Les influences à l'art de l'estampe japonaise, voisinent avec l'image d'ultra modernité qu'évoque le Japon, tout au long du film on alterne avec ce Japon duo, à la fois ancré dans une tradition millénaire et résolument tourné vers la technologie de pointe. Il cite aussi Hokusai ou Kurosawa dans des plans dont la discrétion n'égale que le brio de ses références.
Je termine cette chronique par un petit bémol qui concerne la version française.
Lors de la création du projet, les personnages et en particulier les chiens ont été pensés, dessinés et animés selon les voix et physiques des acteurs et actrices qui feraient leurs voix, pour un résultat de très grande qualité où les jeux et particularités de chaque comédien appuie ce qu'on voit à l'image.

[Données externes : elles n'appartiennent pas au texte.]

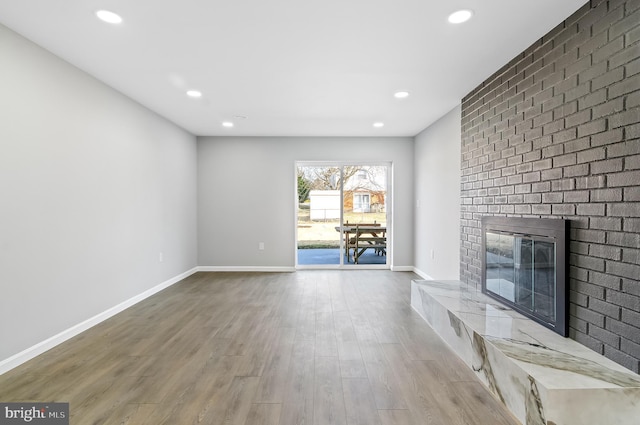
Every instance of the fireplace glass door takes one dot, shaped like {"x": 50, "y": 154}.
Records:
{"x": 521, "y": 270}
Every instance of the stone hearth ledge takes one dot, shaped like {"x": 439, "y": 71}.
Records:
{"x": 541, "y": 377}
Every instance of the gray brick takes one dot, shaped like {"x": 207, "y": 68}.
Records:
{"x": 591, "y": 155}
{"x": 632, "y": 68}
{"x": 605, "y": 336}
{"x": 532, "y": 156}
{"x": 609, "y": 108}
{"x": 541, "y": 187}
{"x": 626, "y": 209}
{"x": 566, "y": 135}
{"x": 609, "y": 166}
{"x": 581, "y": 300}
{"x": 524, "y": 168}
{"x": 605, "y": 281}
{"x": 592, "y": 209}
{"x": 594, "y": 98}
{"x": 593, "y": 182}
{"x": 631, "y": 240}
{"x": 630, "y": 255}
{"x": 592, "y": 128}
{"x": 565, "y": 146}
{"x": 587, "y": 341}
{"x": 587, "y": 315}
{"x": 629, "y": 148}
{"x": 577, "y": 145}
{"x": 606, "y": 195}
{"x": 630, "y": 348}
{"x": 633, "y": 100}
{"x": 621, "y": 358}
{"x": 605, "y": 251}
{"x": 593, "y": 291}
{"x": 625, "y": 330}
{"x": 541, "y": 209}
{"x": 564, "y": 160}
{"x": 633, "y": 131}
{"x": 563, "y": 209}
{"x": 631, "y": 317}
{"x": 513, "y": 180}
{"x": 607, "y": 79}
{"x": 543, "y": 164}
{"x": 632, "y": 162}
{"x": 553, "y": 127}
{"x": 576, "y": 170}
{"x": 536, "y": 198}
{"x": 624, "y": 118}
{"x": 552, "y": 198}
{"x": 552, "y": 174}
{"x": 552, "y": 150}
{"x": 632, "y": 194}
{"x": 631, "y": 271}
{"x": 606, "y": 223}
{"x": 589, "y": 235}
{"x": 610, "y": 49}
{"x": 607, "y": 138}
{"x": 576, "y": 196}
{"x": 564, "y": 184}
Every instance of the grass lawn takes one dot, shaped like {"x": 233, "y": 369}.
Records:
{"x": 323, "y": 234}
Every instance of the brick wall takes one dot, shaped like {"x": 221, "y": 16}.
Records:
{"x": 556, "y": 133}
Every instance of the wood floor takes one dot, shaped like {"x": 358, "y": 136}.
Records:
{"x": 311, "y": 347}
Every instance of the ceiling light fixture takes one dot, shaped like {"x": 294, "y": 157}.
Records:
{"x": 109, "y": 17}
{"x": 460, "y": 16}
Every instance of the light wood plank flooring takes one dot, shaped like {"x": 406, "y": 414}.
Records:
{"x": 315, "y": 347}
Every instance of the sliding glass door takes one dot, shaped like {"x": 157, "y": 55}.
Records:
{"x": 342, "y": 215}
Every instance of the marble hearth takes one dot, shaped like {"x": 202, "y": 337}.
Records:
{"x": 543, "y": 378}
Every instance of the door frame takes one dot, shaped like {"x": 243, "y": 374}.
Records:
{"x": 388, "y": 210}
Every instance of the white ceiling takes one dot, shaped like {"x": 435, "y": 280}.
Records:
{"x": 292, "y": 67}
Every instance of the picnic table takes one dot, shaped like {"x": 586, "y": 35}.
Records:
{"x": 360, "y": 237}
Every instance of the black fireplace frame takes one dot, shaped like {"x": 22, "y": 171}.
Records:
{"x": 556, "y": 229}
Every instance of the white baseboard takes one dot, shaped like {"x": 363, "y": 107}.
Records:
{"x": 245, "y": 269}
{"x": 41, "y": 347}
{"x": 402, "y": 268}
{"x": 422, "y": 274}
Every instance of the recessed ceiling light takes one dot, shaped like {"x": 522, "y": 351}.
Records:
{"x": 109, "y": 17}
{"x": 460, "y": 16}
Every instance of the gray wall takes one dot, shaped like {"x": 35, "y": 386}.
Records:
{"x": 437, "y": 194}
{"x": 246, "y": 195}
{"x": 93, "y": 187}
{"x": 555, "y": 133}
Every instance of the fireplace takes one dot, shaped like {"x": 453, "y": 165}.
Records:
{"x": 524, "y": 267}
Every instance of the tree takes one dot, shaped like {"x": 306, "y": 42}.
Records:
{"x": 304, "y": 187}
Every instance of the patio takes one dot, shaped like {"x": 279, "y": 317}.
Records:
{"x": 318, "y": 256}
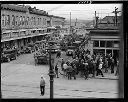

Pour la VF, Wes Anderson a, selon moi, commis une erreur, plutôt que de privilégier un doublage et d'ainsi permettre à des comédiens choisis par la production de reprendre les intentions voulues dans la VO, il a préféré faire appel à des comédiens connus pour reprendre les rôles de la VO, il en résulte selon moi une dissonance, quand par exemple F. Murray ABRAHAM dont le coffre de basse sied à merveille à son personnage se trouve remplacé par l'excellent mais plus faible en terme de tessiture de voix Daniel AUTEUIL ou bien encore le côté détaché de Louis GARREL qui nous sort complètement de son personnage malgré un jeu largement au niveau.
Je préfère donc largement la version originale, moi qui habituellement ne suis pas aussi intransigeant avec les notions de VO ou VF.
Hors mis ce petit bémol, je vous invite avec enthousiasme à voir ce film d'animation d'une très grande facture.
L'ile aux chiens, en anglais Isle of Dogs ... I Love Dogs, ben moi I love Wes Anderson.